Esta apertura, que contrastaba con la rigidez del realismo, atrajo a las mujeres artistas, quienes tuvieron que luchar por un lugar en el movimiento, que solía reificarlas: aunque eran admiradas como musas y compañeras, se enfrentaron a un entorno dominado por hombres que controlaban los discursos y las representaciones.
Mujeres del surrealismo: entre sueños, magia y rebelión
Cuando Whitney Chadwick entrevistó a Roland Penrose, esposo de la fotógrafa Lee Miller, éste le dijo que las mujeres habían sido muy importantes para los surrealistas “porque eran nuestras musas”. Poco después, Chadwick preguntó a Leonora Carrington su opinión sobre la musa surrealista y la artista contestó que se trataba de una tontería: “No tenía tiempo para ser la musa de nadie… Estaba demasiado ocupada rebelándome contra mi familia y aprendiendo a ser artista”.

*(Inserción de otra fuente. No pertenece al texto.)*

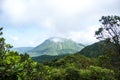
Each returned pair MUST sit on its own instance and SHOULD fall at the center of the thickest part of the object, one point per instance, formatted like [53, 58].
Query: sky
[30, 22]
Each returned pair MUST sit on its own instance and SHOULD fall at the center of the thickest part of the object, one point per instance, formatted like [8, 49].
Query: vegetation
[15, 66]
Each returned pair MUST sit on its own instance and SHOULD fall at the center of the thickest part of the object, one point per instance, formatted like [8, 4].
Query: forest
[92, 63]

Del mismo modo que Penrose, André Breton, Max Ernst y Salvador Dalí consideraban que las mujeres sólo podían servir de objetos de inspiración para los artistas. Si alguna intentaba subvertir el papel asignado, resultaba excluida del campo, como casi sucedió con la pintora Françoise Gilot, a quien Picasso (su pareja por más de una década) puso en la lista negra de las galerías tras su separación, de acuerdo con Lydia Figes. Por este tipo de represalias no sorprende que las mujeres que se adhirieron al surrealismo decidieran abrir un camino aparte.
Mientras la mirada masculina en el surrealismo se dedicó a exaltar el erotismo de los cuerpos de las mujeres, las artistas se preocuparon por mostrar “la liberación y la opresión, la imaginación y la transformación, así como cualidades mágicas y sensuales en su obra”, afirma Katy Hessel en su libro The story of art without men. Gracias al trabajo artístico de las mujeres, a partir de la década de los treinta, el collage, la pintura, la fotografía, la escultura y el fotomontaje se vieron impulsados de forma más radical.

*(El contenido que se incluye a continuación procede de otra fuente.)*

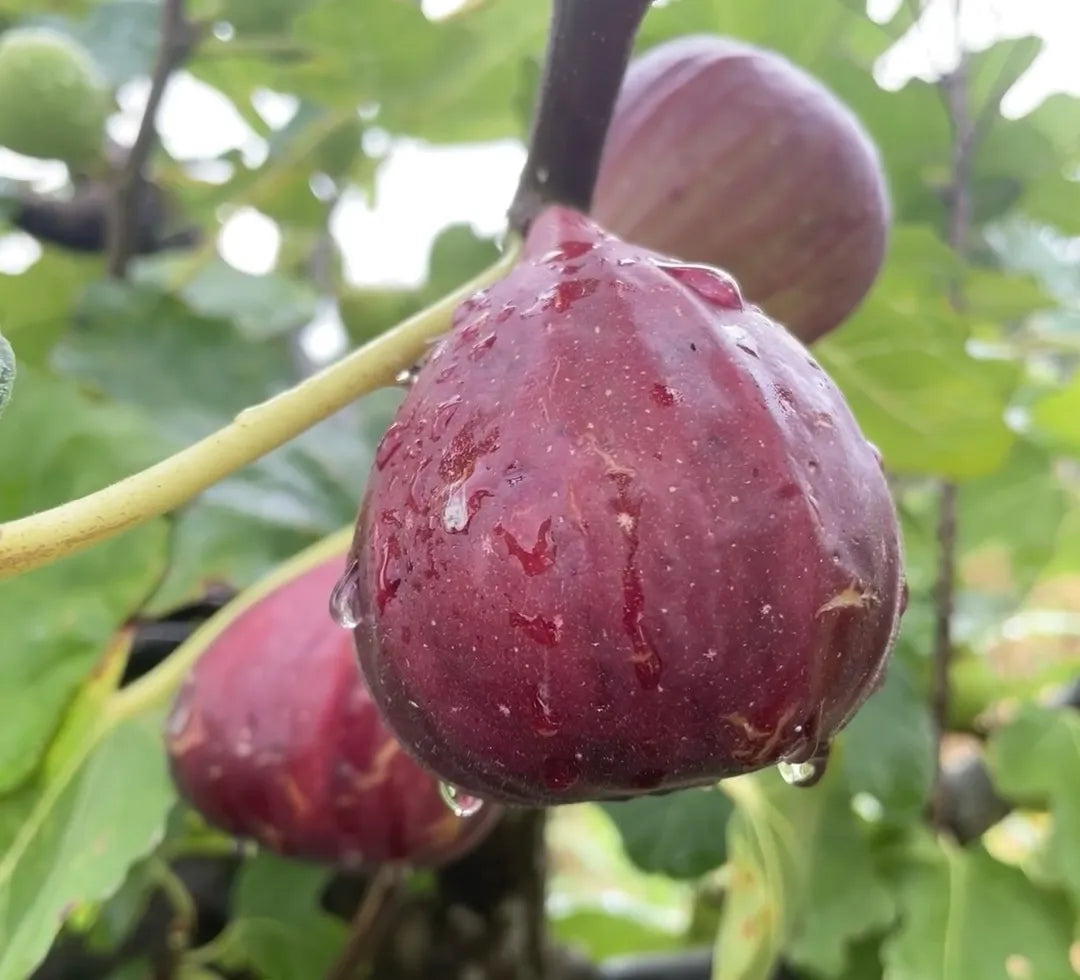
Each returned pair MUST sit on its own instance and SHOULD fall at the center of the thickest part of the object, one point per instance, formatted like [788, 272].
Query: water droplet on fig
[711, 284]
[458, 802]
[742, 339]
[390, 443]
[798, 773]
[407, 377]
[805, 774]
[345, 599]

Una visionaria que transformó el arte
La pintora danesa Rita Kernn-Larsen llegó a París un lustro después de la publicación del Manifiesto del surrealismo. Fue en la capital francesa y en Londres donde sus obras se exhibieron en las principales exposiciones surrealistas durante la década de 1930; al mismo tiempo, ilustró publicaciones como dedicadas a la política como Politikens Søndagsmagasin y Social-Demokraten.
Tras conocer su trabajo, Peggy Guggenheim, la coleccionista de arte estadounidense, le ofreció una exhibición individual llamada Exposición de pinturas surrealistas de Rita Kernn-Larsen, que se presentó del 31 de mayo al 18 de junio de 1938 en la Galería Guggenheim Jeune, en Londres, donde permaneció cuando inició la guerra. Esta muestra de Kernn-Larsen fue la primera de corte surrealista que apoyó Guggenheim.
Kernn-Larsen empleó el automatismo para originar su obra, que explora temas como la memoria y el sueño, y en la que son recurrentes elementos como el espejo y la mujer representada como figura arbórea.
El ojo que ilumina
Una de las artistas más influyentes en este movimiento fue Henriette Théodora Markovitch, mejor conocida como Dora Maar, quien destacó especialmente en la fotografía y el fotomontaje, los cuales solía nutrir con ilustraciones hechas a mano.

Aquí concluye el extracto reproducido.